速乾のスポーツウェアで行く人がいますが、あれは煙の日には向いていません。

上着を一枚持って、火の番のときだけ着る

これが一番効きます。
薄い羽織りを一枚持っていって、炭に近づくときだけ着る。
離れたら脱ぐ。

においを吸うのは、その一枚だけで済みます。
帰りの電車で、自分から煙のにおいがしない。
その状態で隣に座られると、正直かなり印象が違うんですよ。

タレを飛ばした私と、軍手を持ってきた同僚

薄いブルーのシャツを勧めて、彼を固まらせた

私の失敗を書きます。
初夏のバーベキューに、彼に薄い水色のシャツを勧めたんです。
爽やかで、川辺に合うと思って。

焼きそばを混ぜていたとき、ソースが跳ねました。
胸のあたりに、茶色い点が三つ。
彼の手が止まって、そのまま数秒動かなかった。

私が跳ねさせたわけではないけれど、選んだのは私です。
その後、彼はトングを持ちませんでした。
はぁ…あの日以来、色の選び方を変えました。

軍手と大きいゴミ袋を持ってきた同僚

成功例も。
会社の集まりで、同僚が軍手を三組と、大きいゴミ袋を持ってきたんです。
軍手は、熱い網を動かすとき用。
ゴミ袋は、帰りに汚れたものを入れる用。

その袋が、本当に役立ちました。
使い終わった調理器具も、脱いだ上着も、全部そこへ。
帰りの荷物がまとまって、車の中がにおわない。

準備してきた人が一人いると、全体が楽になるんですよ。
その日、彼が一番感謝されていました。

足元と手元で、動きやすさが変わる

サンダルは危ない。

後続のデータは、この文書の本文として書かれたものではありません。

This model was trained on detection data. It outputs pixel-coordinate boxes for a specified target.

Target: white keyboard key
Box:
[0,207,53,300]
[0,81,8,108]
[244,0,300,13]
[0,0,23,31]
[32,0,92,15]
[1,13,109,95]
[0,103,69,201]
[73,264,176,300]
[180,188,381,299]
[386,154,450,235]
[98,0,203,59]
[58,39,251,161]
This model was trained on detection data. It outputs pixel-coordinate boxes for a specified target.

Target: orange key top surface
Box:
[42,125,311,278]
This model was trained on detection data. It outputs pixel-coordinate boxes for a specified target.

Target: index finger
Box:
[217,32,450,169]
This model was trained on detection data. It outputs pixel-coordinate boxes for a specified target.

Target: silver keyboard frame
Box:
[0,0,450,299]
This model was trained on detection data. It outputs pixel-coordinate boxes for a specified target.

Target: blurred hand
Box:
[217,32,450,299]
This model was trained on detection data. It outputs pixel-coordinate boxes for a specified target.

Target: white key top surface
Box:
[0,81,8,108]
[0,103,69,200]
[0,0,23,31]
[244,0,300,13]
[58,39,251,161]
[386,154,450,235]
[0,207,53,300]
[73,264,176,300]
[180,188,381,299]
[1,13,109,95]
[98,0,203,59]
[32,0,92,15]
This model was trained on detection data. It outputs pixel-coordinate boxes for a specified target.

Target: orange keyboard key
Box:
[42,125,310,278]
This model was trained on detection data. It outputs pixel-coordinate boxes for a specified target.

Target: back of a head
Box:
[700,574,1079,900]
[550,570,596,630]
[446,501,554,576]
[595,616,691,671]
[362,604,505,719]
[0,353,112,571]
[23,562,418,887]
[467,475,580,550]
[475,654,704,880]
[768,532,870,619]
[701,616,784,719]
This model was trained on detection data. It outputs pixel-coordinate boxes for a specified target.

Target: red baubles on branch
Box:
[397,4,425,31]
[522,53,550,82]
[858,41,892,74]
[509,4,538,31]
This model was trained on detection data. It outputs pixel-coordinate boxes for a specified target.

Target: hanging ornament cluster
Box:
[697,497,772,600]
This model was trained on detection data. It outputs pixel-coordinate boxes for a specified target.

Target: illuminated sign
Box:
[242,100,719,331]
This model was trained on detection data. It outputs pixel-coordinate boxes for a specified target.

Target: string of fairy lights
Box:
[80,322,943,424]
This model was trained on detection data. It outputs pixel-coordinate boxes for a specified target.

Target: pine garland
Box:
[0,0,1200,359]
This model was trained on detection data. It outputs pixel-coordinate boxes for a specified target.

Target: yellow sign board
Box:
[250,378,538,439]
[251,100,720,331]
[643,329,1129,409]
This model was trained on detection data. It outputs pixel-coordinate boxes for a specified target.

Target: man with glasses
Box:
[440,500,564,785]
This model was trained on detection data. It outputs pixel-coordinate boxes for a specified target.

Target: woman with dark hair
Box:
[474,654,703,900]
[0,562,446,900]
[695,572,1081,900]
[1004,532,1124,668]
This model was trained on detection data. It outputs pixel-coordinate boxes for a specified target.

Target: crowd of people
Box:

つま先の閉じた靴を

夏の川辺だと、サンダルの人が多いです。
ただ、炭は跳ねます。
足の甲に火の粉が落ちると、その日一日痛い思いをすることになる。

つま先の閉じたスニーカーか、濡れても平気な靴。
汚れてもいい古いものを選んでください。
新しい白いスニーカーで来る人がいますが、あれは砂と炭で確実に終わります。

袖は、まくれるものを選ぶ

火に近づくとき、袖が垂れていると危ない。
まくれる薄手のシャツか、最初から半袖に。

ニットの袖は、まくると伸びます。
ダボっとした袖のスウェットも、火の周りでは扱いにくい。
腕まわりが締まっている服のほうが、動作が安全です。

持っていくと差がつく、小さいもの

タオル、ウェットティッシュ、絆創膏

手を拭くタオルを一枚。
油汚れを拭くウェットティッシュ。
そして絆創膏。

包丁を使う人が必ずいるので、絆創膏は本当に出番があります。
持ってると思わなかった、と言われる瞬間、その人の株がぐっと上がる。
かさばらないし、全部合わせても数百円です。

着替えのTシャツを一枚、車か鞄に

汚れても、においがついても、最後に着替えられる。
これがあるだけで、一日の動き方が変わります。

汚れることを前提にしておくと、火にも近づけるし、皿も運べる。
遠慮せずに動いている人は、それだけで楽しそうに見える。

汚したくない服で行くと、その日の自分の行動範囲が狭くなるんですよ。
濃い色の、汚れてもいい一枚。
それを選んだ日は、煙の中に立っても、たぶん一番いい表情をしています。